Trowbridge also placed NIBA's position in a longer pattern. His TasInsure Assessment for the Tasmanian Department of Treasury and Finance documented that a 2021 internal NIBA code review recommending greater remuneration disclosure was rejected by the NIBA board, and that a 2025 external independent review making the same recommendation was rejected again. "There appears to be no good reason for these limitations beyond broker self interest," he wrote. His recommendation: remuneration disclosure by all brokers for all products, with brokers obliged to give clients a copy of the insurer's quotation and invoice alongside their own.

On strata, Trowbridge described brokers passing most or all of a standard 20 per cent commission to strata managers, then adding a broker fee of five to 20 per cent of premium – total intermediary charges of 25 to 40 per cent of base premium. "Both strata manager and broker are conflicted under this commission rebate/broker fee system," he wrote.

The compliance record gives the critics ammunition. Remuneration-disclosure breaches reported to the Insurance Brokers Code Compliance Committee (IBCCC) rose from 42 in 2023 to 334 in 2024, and the committee's 2025 Annual Data Report documented 5,417 code breaches affecting 14,842 clients. The regulatory temperature is also rising: ASIC's 2026 enforcement priorities, announced in November 2025, name insurance complaints and claims handling as a new focus area, with the regulator having doubled its new investigations and nearly doubled new court proceedings over the past 12 months.

NIBA's stance also contrasts with the adjacent insurer market, where the Insurance Council of Australia's rewritten General Insurance Code of Practice will be contractually enforceable, giving consumers direct legal rights.

How NIBA is defending the broker code

NIBA has defended its draft, which expands remuneration disclosure across all strata insurance and delivers eight client-facing enhancements including dollar-figure disclosure at invoice stage and a 28-day pre-renewal contact commitment.

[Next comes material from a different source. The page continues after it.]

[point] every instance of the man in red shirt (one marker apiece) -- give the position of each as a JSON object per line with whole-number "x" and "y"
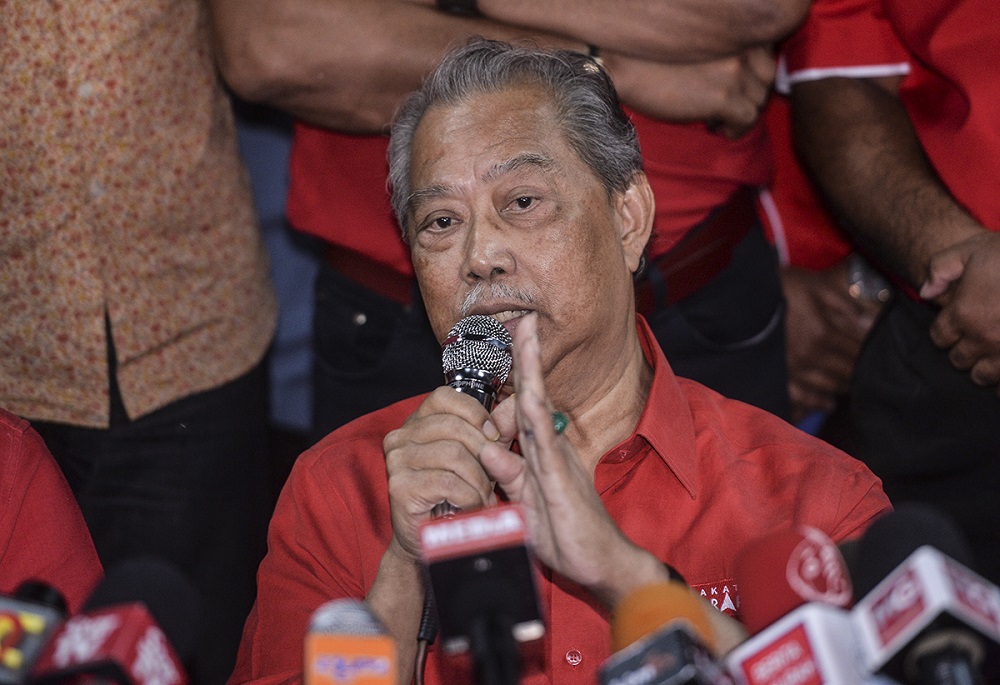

"Codes are fundamentally about trust, and trust is built by being transparent with clients, treating them fairly, and pushing the profession to keep improving," Klipin said. The draft reflects NIBA's January 2026 decision to back six review recommendations while rejecting or reworking eight, including contractual enforceability. NIBA cited its consumer research finding 84% of clients trust their broker to act in their best interests and noted broker matters were 0.8 per cent of Australian Financial Complaints Authority (AFCA) complaints in 2024-25.

The NSW Productivity and Equality Commission's February 2026 Strata Commissions Review found moving strata managers to fee-for-service could generate more than $333 million in net benefits over 15 years but noted state governments cannot regulate broker commissions, which sit under Commonwealth law. That leaves broker remuneration governed only by federal statute and a voluntary code that consumer groups have now publicly abandoned as an avenue for change.

The consultation closes August 7, 2026.